The bonfire representing the sun, and the victims, like the tree, representing the spirit of vegetation, it is obvious why the fire had healing and fertilizing powers, and why its ashes and the ashes or the flesh of the victims possessed the same powers. Brands from the fire were carried through the fields or villages, as the tree had been, or placed on the fields or in houses, where they were carefully preserved for a year. All this aided growth and prosperity, just as the smoke of the fire, drifting over the fields, produced fertility. Ashes from the fire, and probably the calcined bones or even the flesh of the victims, were scattered on the fields or preserved and mixed with the seed corn. Again, part of the flesh may have been eaten sacramentally, since, as has been seen, Pliny refers to the belief of the Celts in the eating of human flesh as most wholesome.
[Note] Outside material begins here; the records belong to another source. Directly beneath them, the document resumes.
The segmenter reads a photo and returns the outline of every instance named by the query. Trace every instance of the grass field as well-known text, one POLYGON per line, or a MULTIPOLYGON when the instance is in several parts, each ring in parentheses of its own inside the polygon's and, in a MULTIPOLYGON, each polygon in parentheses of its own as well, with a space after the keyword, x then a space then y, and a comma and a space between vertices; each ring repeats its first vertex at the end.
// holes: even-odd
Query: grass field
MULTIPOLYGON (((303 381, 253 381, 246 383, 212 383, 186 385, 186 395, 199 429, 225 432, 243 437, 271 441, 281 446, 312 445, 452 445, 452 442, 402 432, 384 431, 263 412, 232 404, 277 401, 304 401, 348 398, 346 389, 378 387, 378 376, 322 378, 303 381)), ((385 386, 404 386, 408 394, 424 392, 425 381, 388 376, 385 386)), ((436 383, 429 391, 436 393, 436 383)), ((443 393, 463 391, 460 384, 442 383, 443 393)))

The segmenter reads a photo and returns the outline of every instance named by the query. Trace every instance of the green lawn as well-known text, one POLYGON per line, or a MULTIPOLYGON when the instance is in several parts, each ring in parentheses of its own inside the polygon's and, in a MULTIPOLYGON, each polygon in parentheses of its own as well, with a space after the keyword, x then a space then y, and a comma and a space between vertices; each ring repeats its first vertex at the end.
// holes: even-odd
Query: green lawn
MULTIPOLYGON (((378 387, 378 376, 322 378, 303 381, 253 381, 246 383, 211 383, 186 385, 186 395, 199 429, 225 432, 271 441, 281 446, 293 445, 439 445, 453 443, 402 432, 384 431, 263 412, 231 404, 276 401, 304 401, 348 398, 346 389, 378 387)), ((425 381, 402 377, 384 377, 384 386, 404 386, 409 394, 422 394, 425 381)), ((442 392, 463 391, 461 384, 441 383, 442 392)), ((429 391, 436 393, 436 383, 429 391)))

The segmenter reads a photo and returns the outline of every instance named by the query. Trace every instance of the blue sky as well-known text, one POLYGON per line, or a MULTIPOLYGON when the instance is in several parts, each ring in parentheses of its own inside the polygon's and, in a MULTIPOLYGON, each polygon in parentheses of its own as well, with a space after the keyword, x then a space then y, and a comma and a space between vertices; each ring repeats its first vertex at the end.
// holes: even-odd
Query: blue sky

In the Stone Age, as with many savages, a circle typified the sun, and as soon as the wheel was invented its rolling motion at once suggested that of the sun. In the Edda the sun is “the beautiful, the shining wheel,” and similar expressions occur in the Vedas. Among the Celts the wheel of the sun was a favorite piece of symbolism, and this is seen in various customs at the Midsummer festival. A burning wheel was rolled down a slope or trundled through the fields, or burning brands were whirled round so as to give the impression of a fiery wheel. The intention was primarily to imitate the course of the sun through the heavens, and so, on the principle of imitative magic, to strengthen it. But also, as the wheel was rolled through the fields, so it was hoped that the direct beneficial action of the sun upon them would follow. Similar rites might be performed not only at Midsummer, but at other times, to procure blessing or to ward off evil, e.g. carrying fire round houses or fields or cattle or round a child deiseil or sunwise, and, by a further extension of thought, the blazing wheel, or the remains of the burning brands thrown to the winds, had also the effect of carrying off accumulated evils.
Beltane and Midsummer thus appear as twin halves of a spring or early summer festival, the intention of which was to promote fertility and health. This was done by slaying the spirit of vegetation in his representative—tree, animal, or man. His death quickened the energies of earth and man. The fire also magically assisted the course of the sun. Survival of the ancient rites are or were recently found in all Celtic regions, and have been constantly combated by the Church. But though they were continued, their true meaning was forgotten, and they were mainly performed for luck or out of sheer conservatism. Sometimes a Christian aspect was given to them, e.g. by connecting the fires with St. John, or by associating the rites with the service of the Church, or by the clergy being present at them. But their true nature was still evident as acts of pagan worship and magic which no veneer of Christianity could ever quite conceal.